A questa fase “dinamica” ha poi fatto seguito un progressivo affievolirsi delle attività; non che tutto si sia fermato, piuttosto l’attenzione è andata sfumando, e con lei il “senso del problema”, la sua coscienza collettiva. Gli eventi più recenti, forse perché non così disastrosi come quelli della fine degli anni ’70, sono passati senza trovare sedimento, sia nella sfera politica che nella memoria individuale e collettiva.

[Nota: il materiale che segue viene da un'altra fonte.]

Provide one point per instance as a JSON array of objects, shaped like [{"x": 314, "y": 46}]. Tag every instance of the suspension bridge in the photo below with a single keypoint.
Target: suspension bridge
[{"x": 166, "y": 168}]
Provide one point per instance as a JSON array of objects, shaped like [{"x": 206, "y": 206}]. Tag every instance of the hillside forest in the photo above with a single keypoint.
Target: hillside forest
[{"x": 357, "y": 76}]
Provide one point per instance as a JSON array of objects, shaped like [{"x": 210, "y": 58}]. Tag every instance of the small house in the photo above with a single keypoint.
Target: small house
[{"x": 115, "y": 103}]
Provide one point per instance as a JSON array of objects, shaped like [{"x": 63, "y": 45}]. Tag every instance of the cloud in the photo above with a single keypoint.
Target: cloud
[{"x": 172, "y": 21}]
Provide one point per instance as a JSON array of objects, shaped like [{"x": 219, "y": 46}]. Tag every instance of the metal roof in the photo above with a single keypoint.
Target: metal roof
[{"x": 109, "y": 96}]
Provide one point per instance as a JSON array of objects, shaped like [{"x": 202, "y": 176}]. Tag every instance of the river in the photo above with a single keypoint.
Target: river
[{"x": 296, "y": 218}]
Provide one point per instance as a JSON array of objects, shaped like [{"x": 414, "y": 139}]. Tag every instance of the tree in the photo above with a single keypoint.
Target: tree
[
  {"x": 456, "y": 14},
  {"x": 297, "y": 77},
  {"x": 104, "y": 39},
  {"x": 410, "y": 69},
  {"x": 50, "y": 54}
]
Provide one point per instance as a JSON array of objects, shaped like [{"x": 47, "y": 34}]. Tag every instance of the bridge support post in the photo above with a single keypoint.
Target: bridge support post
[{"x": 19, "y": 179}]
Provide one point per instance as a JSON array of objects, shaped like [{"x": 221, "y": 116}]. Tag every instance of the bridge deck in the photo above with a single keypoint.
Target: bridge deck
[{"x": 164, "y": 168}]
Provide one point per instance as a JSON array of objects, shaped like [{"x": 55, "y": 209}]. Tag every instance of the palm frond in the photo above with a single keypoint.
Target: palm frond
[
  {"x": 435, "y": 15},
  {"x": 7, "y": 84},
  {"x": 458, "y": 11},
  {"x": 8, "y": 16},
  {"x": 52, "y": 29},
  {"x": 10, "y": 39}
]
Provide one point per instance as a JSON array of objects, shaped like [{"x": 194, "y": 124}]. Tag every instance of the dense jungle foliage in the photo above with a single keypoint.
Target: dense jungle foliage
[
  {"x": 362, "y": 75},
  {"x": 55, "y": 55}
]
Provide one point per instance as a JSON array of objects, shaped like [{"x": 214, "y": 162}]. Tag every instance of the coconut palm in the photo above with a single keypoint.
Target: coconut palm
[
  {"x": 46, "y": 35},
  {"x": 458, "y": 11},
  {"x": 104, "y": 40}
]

Temo che, oggi, il problema non sia (solo) il governo Berlusconi, ma qualcosa di più immanente e sedimentato: l’incapacità di una collettività di conservare memorie, e di farne discendere prospettive e strategie d’azione. (…) In conclusione, ritengo che sia essenziale una sensibilizzazione a livello individuale e collettivo. Ciò rimanda a due grandi obiettivi di portata ben più ampia: la riappropriazione della coscienza collettiva del territorio e la centralità dell’approccio politico-strategico nell’interazione tra contesti locali e contesto globale. Obiettivi che dovrebbero essere inseriti senza indugio in un programma volto a ridefinire riferimenti costitutivi e strategie della malconcia sinistra nostrana.